In 1868, a strange incident happened in the dives surrounding Water and Cherry Streets. Starting at John Allen's bar at 304 Water, the Rev. A.C. Arnold began holding prayer meetings at saloons across the Fourth Ward. These sessions attracted gawkers to come to hear sermons in some of the roughest bars on the waterfront.

"The roughs and dry clerks piled themselves up as high as the roof, tier by tier, and a sickening odor came from the dogs and debris of rats' bones under the seats. Kit stood outside, cursing and damning the eyes of the missionaries for not hurrying up. Kit said, 'I'm damned if some of the people that come here oughtn't to be clubbed. A fellow 'ud think they had never seen a dogpit before. I must be damned good looking to have so many fine fellows looking at me.'" 
- New York World, 1866 

Unsurprisingly, it seems the "Water Street Revival" was mostly a publicity stunt, as Allen and Burns were paid $350 and $150, respectively, for the use of their locations.
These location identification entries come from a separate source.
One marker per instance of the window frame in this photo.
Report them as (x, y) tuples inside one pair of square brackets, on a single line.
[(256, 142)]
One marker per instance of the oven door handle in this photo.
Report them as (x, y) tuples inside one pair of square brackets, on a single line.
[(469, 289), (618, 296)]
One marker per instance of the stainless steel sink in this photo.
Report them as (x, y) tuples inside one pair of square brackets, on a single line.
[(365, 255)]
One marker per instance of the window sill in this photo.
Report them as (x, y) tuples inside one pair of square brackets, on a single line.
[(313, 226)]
The rat pit at Sportsmen's Hall was eventually shut down by Henry Bergh in 1870, who had founded the ASPCA four years earlier. Kit Burns died that same year, six days before Christmas, and control passed to his son-in-law Richard "Dick the Rat" Toner, who changed the name to the Band-Box.  Toner had been the best ratcatcher in Manhattan for a time. While most boys used their bare hands, Toner developed a pair of rasped tongs that would prevent rats from wriggling away before they were dropped into a canvas sack. Police once caught him carrying a bag with a full night's load and brought him in on suspicion of burglary. A captain ordered Toner to show him what was in the bag, and so he dropped the bulging sack on the floor as over a hundred rats went scurrying through the police station.

273 Water Street, to the left of Smith Freight Terminal (1974)
273 Water Street faded after the days of Sportsmen's Hall and the Band-Box. It was severely damaged by two fires. The first was in 1904, after which upper floors were built. The other, more devastating, fire occurred in 1974, which left 273 Water a mere shell of a home fit only for storage. (You can see in the above picture that the entire roof is gone.) In 1997, Frank J. Sciame bought the house for one dollar and spent $1.1 million renovating it into luxury apartments.